Yes, there are good deals to be had especially if you get there early. It is a huge flea market with lots of firearms and lots of other items as well. I go every year, never miss it!!


----------



## alan farver

i can't wait we own some land between reinersville and mconnelsville near the little town of meigs.it can be very muddy at times if you park in the field on the west side you better have a 4x4.


----------



## CHOPIQ

woodysoutdoors, is this the one in October? If it is, then yes you can get some good deals, everything from dogs to the kitchen sink. It can get muddy if it rains, but I'd never had any problems.


----------



## woodysoutdoors

it's actually the one on memorial day week end. This month.


----------



## foundationfisher

the wife bought some wind chimes there a couple years ago. just about anything you want there (and a lot of stuff you don't) lol.


----------



## BigDaddy300

Interesting! Where would this be located?


----------



## maggot

The Trade Days Festivities Take Place Memorial Day Weekend...Friday-Monday 23-26
Located On St. Rt. 78 In The Fields Adjoining The Old School House In Reinersville.....you Can't Miss It..traffic Will Be Everywhere..
If It Rains Bring Your Your Goolashes 

Also The Fall Version Of Trade Days Is The 3rd Weekend In October.

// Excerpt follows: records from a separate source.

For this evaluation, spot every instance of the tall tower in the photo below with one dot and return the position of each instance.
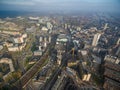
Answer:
(96, 39)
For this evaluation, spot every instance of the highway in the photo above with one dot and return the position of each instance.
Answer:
(30, 73)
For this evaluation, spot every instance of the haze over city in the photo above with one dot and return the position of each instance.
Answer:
(59, 45)
(61, 5)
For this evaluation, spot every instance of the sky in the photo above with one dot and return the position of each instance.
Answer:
(61, 5)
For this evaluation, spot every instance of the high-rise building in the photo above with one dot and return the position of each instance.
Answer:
(96, 39)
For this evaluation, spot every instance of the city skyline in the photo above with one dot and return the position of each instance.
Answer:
(61, 5)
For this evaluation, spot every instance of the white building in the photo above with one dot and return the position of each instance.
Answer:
(96, 39)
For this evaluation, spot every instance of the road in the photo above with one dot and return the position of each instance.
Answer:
(30, 73)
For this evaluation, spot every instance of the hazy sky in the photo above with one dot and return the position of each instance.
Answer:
(63, 5)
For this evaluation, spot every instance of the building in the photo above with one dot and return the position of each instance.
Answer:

If You're Driving Down By Way Of I-77...get Off At Exit 25 And Go West 11 Miles On St. Rt. 78. You May See Street Signs That Say Woodsfield Road Or Mcconnelsville Road But It Is Still St.rt.78. So Don't Let The Signs Confuse You.


----------



## kmclaughlin

BigDaddy300 said:


> Interesting! Where would this be located?


May 23-26


Outside Flea Markets begins
Muskingum Valley Trade Days Reinersville, Ohio
I-77 to Caldwell take McConnellsville Exit
Follow Rt78 about 8 miles towards McConnellsville. 
Flea market is on left-hand side, in Reinersville, Ohio.
There is a lot to see here.. Avon, Crafts, Guns, Tools, small livestock, Hunting Dogs and a whole lot more. 

here is more great info.
http:// consumer. discoverohio.com/searchdetails.aspx?detail=62308
(delete the extra spaces)


----------



## kmclaughlin

this one is close to seneca lake- about 15 min. away.

http://www. valleyviewtradedays. com/Valley/index.html


----------



## maggot

kmclaughlin said:


> May 23-26
> 
> 
> Outside Flea Markets begins
> Muskingum Valley Trade Days Reinersville, Ohio
> I-77 to Caldwell take McConnellsville Exit
> Follow Rt78 about 8 miles towards McConnellsville.
> Flea market is on left-hand side, in Reinersville, Ohio.
> There is a lot to see here.. Avon, Crafts, Guns, Tools, small livestock, Hunting Dogs and a whole lot more.
> 
> here is more great info.
> http:// consumer. discoverohio.com/searchdetails.aspx?detail=62308
> (delete the extra spaces)


THOUGHT I JUST SAID THIS... HUMMMMM....MUST BE AN ECHO


----------



## kmclaughlin

sorry maggot. was posting /typing the same time as you.


----------



## woodysoutdoors

we've set up at that event in the past. It's pretty nice one to go to.


----------